L’adaptation à des coûts croissants de la mobilité est très difficile pour certaines zones géographiques et/ou pour certaines catégories de ménages à court terme. L’absence de transport collectif et la distance domicile travail font que bien souvent la voiture est indispensable au quotidien pour beaucoup. Bien sûr, le problème dépasse largement le sujet de la taxe carbone et rejoint aussi des problématiques importantes portant sur l’aménagement et le développement des territoires et des opportunités économiques pour leurs habitants.
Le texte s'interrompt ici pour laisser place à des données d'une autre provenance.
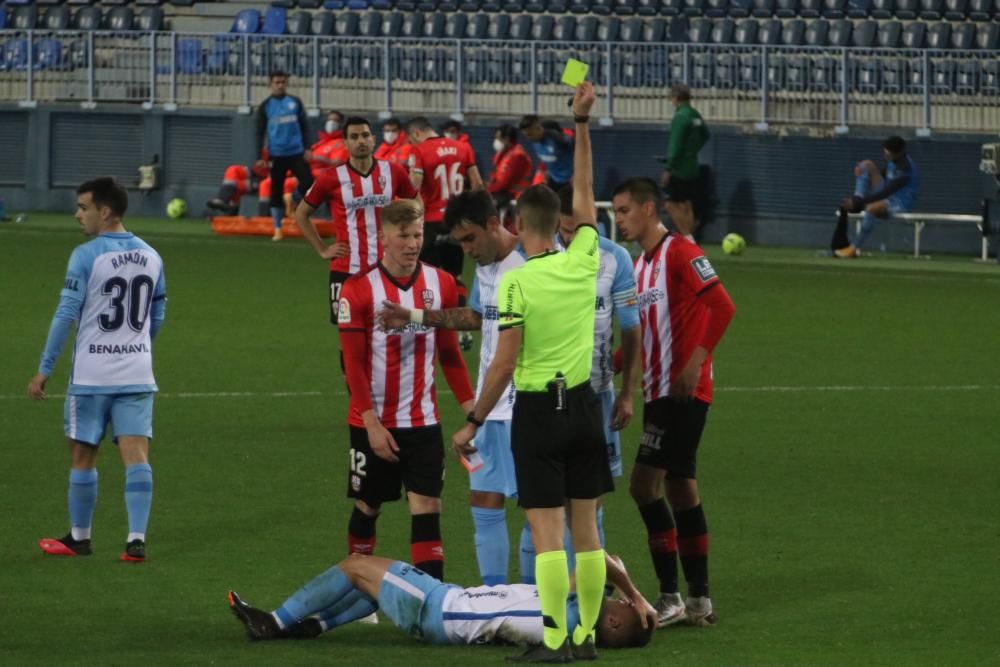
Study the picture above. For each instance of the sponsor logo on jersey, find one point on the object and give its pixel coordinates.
(704, 268)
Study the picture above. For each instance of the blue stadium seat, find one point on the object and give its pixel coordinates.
(956, 10)
(931, 10)
(247, 22)
(859, 9)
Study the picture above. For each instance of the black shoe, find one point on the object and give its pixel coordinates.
(543, 653)
(584, 651)
(135, 552)
(65, 546)
(258, 623)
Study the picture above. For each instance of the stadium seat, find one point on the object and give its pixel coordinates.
(247, 22)
(890, 34)
(87, 18)
(55, 18)
(542, 28)
(931, 10)
(300, 23)
(119, 19)
(864, 33)
(906, 9)
(956, 10)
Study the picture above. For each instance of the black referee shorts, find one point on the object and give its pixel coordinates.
(374, 480)
(559, 455)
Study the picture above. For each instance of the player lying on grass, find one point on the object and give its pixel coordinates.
(438, 613)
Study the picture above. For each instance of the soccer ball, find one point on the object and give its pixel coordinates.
(733, 244)
(176, 208)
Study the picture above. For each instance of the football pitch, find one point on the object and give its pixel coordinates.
(849, 469)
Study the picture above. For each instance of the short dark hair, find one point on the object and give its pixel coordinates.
(508, 132)
(529, 120)
(420, 123)
(642, 190)
(538, 206)
(106, 191)
(474, 207)
(895, 144)
(356, 120)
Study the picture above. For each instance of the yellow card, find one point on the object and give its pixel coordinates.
(575, 72)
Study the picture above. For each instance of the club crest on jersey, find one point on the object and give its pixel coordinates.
(704, 268)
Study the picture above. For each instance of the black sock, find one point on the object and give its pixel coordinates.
(425, 544)
(692, 545)
(662, 543)
(361, 533)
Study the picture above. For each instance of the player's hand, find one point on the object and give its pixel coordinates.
(336, 251)
(382, 443)
(36, 388)
(621, 412)
(392, 316)
(584, 99)
(460, 442)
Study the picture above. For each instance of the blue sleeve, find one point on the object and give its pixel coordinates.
(623, 292)
(473, 301)
(159, 305)
(68, 311)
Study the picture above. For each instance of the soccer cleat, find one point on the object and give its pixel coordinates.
(669, 609)
(699, 612)
(135, 552)
(584, 651)
(543, 653)
(258, 623)
(65, 546)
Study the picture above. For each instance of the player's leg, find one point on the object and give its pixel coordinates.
(421, 466)
(489, 486)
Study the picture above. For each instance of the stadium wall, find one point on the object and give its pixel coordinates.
(773, 189)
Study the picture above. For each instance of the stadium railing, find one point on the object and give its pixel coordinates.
(826, 86)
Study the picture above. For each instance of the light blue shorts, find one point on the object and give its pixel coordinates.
(86, 416)
(414, 601)
(497, 474)
(611, 437)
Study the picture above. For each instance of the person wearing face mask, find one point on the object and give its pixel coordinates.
(511, 167)
(396, 146)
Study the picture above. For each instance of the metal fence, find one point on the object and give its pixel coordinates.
(761, 85)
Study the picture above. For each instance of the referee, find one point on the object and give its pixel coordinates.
(546, 314)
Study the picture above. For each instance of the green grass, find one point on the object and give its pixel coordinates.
(849, 468)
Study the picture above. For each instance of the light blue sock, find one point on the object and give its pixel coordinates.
(492, 544)
(353, 606)
(138, 496)
(82, 501)
(867, 225)
(323, 592)
(527, 556)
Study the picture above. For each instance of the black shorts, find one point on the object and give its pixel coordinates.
(671, 431)
(559, 455)
(337, 279)
(420, 469)
(683, 189)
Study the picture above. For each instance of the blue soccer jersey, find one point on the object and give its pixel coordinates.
(115, 293)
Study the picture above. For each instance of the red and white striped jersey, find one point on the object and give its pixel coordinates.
(669, 279)
(400, 362)
(356, 202)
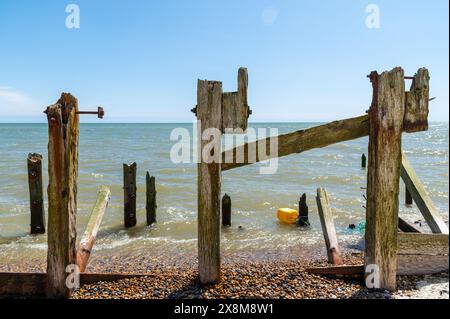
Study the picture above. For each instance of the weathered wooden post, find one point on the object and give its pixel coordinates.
(303, 210)
(63, 126)
(328, 229)
(226, 211)
(216, 111)
(151, 199)
(34, 163)
(130, 190)
(393, 111)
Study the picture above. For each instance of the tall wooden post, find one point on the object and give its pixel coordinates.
(129, 190)
(151, 199)
(386, 124)
(63, 126)
(209, 113)
(34, 163)
(226, 210)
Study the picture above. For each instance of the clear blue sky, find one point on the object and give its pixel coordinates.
(307, 60)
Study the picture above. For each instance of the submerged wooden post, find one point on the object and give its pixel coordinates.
(129, 189)
(63, 128)
(363, 161)
(303, 210)
(226, 210)
(421, 198)
(408, 197)
(328, 229)
(151, 199)
(386, 124)
(88, 239)
(34, 163)
(209, 114)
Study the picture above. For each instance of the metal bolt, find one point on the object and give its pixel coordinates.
(100, 112)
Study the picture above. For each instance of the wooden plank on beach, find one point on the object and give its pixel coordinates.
(88, 239)
(209, 114)
(151, 199)
(300, 141)
(34, 164)
(328, 229)
(129, 194)
(422, 199)
(63, 128)
(384, 160)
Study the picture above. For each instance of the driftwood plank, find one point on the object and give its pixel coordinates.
(406, 227)
(421, 198)
(88, 239)
(328, 229)
(386, 124)
(63, 125)
(301, 141)
(151, 199)
(209, 113)
(34, 164)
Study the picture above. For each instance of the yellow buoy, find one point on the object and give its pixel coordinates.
(287, 215)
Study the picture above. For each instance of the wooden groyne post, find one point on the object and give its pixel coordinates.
(328, 229)
(129, 190)
(216, 113)
(226, 211)
(88, 239)
(63, 129)
(303, 210)
(151, 199)
(392, 111)
(34, 164)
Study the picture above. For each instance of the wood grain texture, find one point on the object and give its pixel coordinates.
(34, 164)
(88, 239)
(63, 125)
(209, 113)
(384, 161)
(417, 100)
(129, 194)
(301, 141)
(328, 229)
(151, 199)
(421, 198)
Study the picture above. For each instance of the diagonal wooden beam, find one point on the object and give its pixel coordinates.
(87, 242)
(421, 198)
(302, 140)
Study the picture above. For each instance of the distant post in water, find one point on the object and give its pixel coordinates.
(226, 211)
(63, 129)
(303, 210)
(130, 190)
(34, 163)
(151, 199)
(408, 197)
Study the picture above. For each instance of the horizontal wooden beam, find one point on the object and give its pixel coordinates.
(418, 254)
(302, 140)
(421, 198)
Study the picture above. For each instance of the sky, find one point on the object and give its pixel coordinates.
(307, 60)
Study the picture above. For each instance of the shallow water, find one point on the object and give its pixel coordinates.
(255, 197)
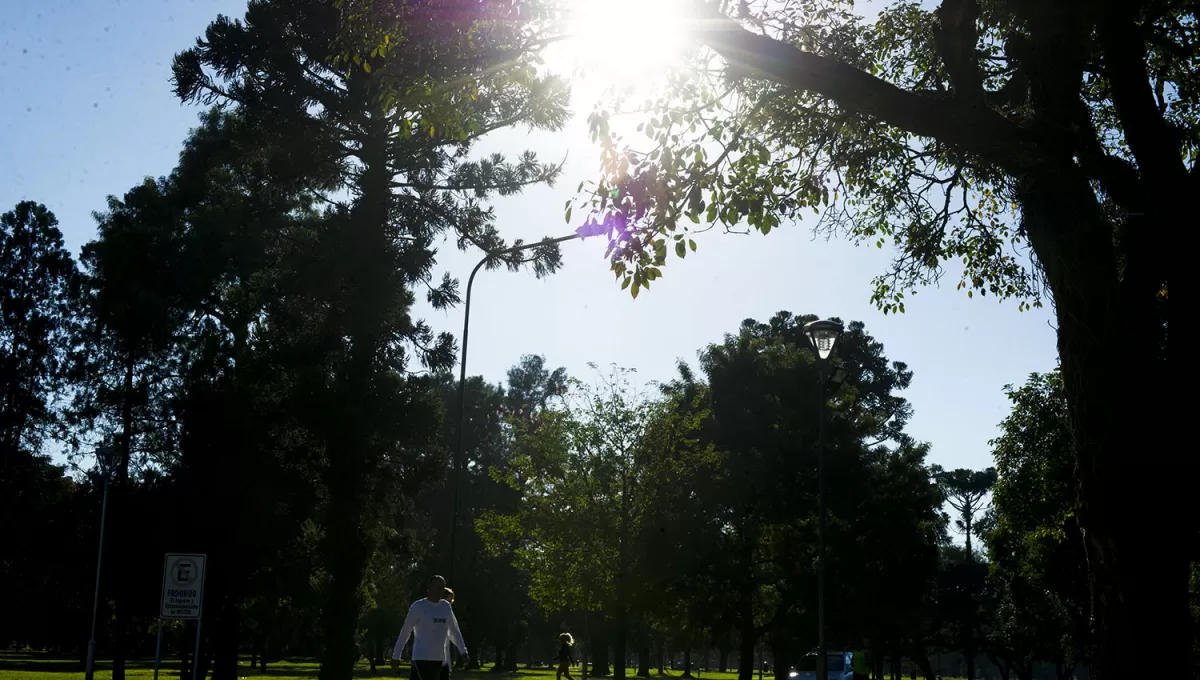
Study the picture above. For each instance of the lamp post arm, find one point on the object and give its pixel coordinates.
(462, 375)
Pour autant, compenser les ménages qu’on peut identifier comme étant vulnérables à l’augmentation des prix des carburants ou plus généralement de l’énergie apparaît comme une politique souhaitable et cela peut se faire à travers un chèque carburant ou énergie. Le signal d’un prix ambitieux du carbone est alors à même d’encourager aux solutions de mobilité partagée, de co-voiturage et d’offrir des perspectives là où c’est possible. En d’autres termes, de réduire les émissions partout où cela est possible à moindre coût.

Une telle politique de prix incitatif pour la pollution combinée à un chèque compensatoire a donné d’excellents résultats en ce qui concerne la taxation des émissions atmosphériques de NOx en Suède et en Norvège, qui a permis de réduire fortement cette pollution en changeant les comportements des industriels pollueurs, compensés soit sur la base du chiffre d’affaire soit sur la base des dépenses en matière de contrôle de la pollution.

Bien sûr, les situations et contextes ne sont pas les mêmes, mais nous avons les moyens d’être inventifs et astucieux pour identifier et compenser de manière adéquate les ménages les plus exposés et qui ne peuvent s’adapter à court terme. Les problèmes de fin de mois sont très importants mais avons-nous pour autant le choix de nous détourner du futur ?

Philippe Bontems
Directeur de recherche à l’INRA
Membre de la Toulouse School of Economics


[1] Calvet, L., & Marical, F. (2011). Consommation de carburant: effets des prix à court et à long terme par type de population. Économie et statistique446(1), 25-44.

[2] Conseil des prélèvements obligatoires, « Les Taxes affectées : des instruments à mieux encadrer », Juillet 2018, https://www.ccomptes.fr/fr/institutions-associees/conseil-des-prelevements-obligatoires-cpo.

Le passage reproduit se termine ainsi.